CONCERNED about the dearth of skillful artisans in Nigeria, especially, bricklayers, a new programme aiming at improving their practices has got the attention of stakeholders in the building sector.

The new initiative is as result of a tripartite agreement between the Nigerian Institute of Building (NIOB), Industrial Training Fund (ITF) and Cement Technology Institute of Nigeria (CTIN).

Speaking at the Annual General Meeting (AGM), of the Lagos State Bricklayers Association in Ikorodu, Lagos state, last week, Chairman of Craftsmen and Artisans Committee of the Nigerian Institute of Building, Mr. Kunle Awobodu, who is also the President of the Building Collapse Prevention Guild  (BCPG) and the guest speaker at the occasion identified two major challenges in the Nigerian bricklaying trade, namely: inadequate training and lack of exposure to the modern practices.

Under the proposed pact, Awobodu explained that the building artisans and craftsmen would now have the privilege of undergoing certification process through the National Vocational Qualification Framework (NVQF) of the Nigerian Institute of Building, said Awobodu, hinted that the National Board of Technical Education (NBTE) has recently given the NIOB the awarding status for trained artisans.

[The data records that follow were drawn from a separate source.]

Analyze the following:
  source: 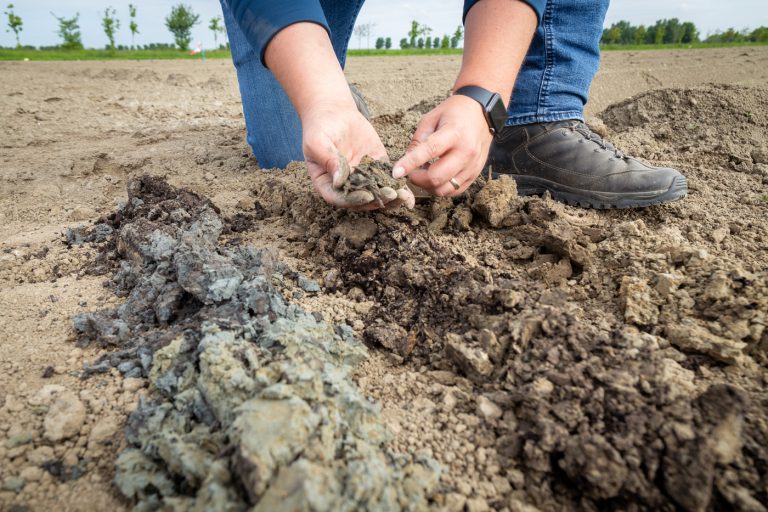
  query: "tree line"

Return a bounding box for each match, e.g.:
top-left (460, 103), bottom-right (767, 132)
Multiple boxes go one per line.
top-left (602, 18), bottom-right (768, 45)
top-left (2, 3), bottom-right (226, 51)
top-left (353, 20), bottom-right (464, 51)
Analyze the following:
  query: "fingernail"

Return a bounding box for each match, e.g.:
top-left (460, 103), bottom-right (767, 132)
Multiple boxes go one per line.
top-left (392, 165), bottom-right (405, 179)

“The grading process, which would be handled by qualified assessors and verifiers, who are seasoned and professional builders would ensure that artisans and craftsmen of high quality are graduated from this educational system.

“This development would enable the artisans to overcome the tragedy of hierarchical inhibition, where they could not aspire to higher rungs in the construction structure.

“The programme would be a subsidized training scheme that would attract Nigerian youths to acquire both theoretical and practical knowledge in various building trades, including skills upgrading training for the existing or old artisans that could enable them graduate to craftsmen grade”. 

At the meeting, masons/bricklayers have been advised to teach their children the trade of bricklaying, block-laying and stone craft in order to avert a decline in the workforce of masonry in the Nigerian building industry. 
 
The gathering bemoaned the decline in the quantity and quality of bricklayers, arguing that despite the high rate of unemployment in Nigeria, most youths are not interested in the bricklaying trade as they considered it tedious and bereft of economic growth parameters. 

“Nature abhors vacuum. The aging and debilitated bricklayers must be replaced by younger ones with time in order to ensure continuity of this essential service to humanity. Importation of bricklaying and rendering or plastering services from neighbouring West African countries was shameful and of great disservice to the Nigerian economy”, they argued.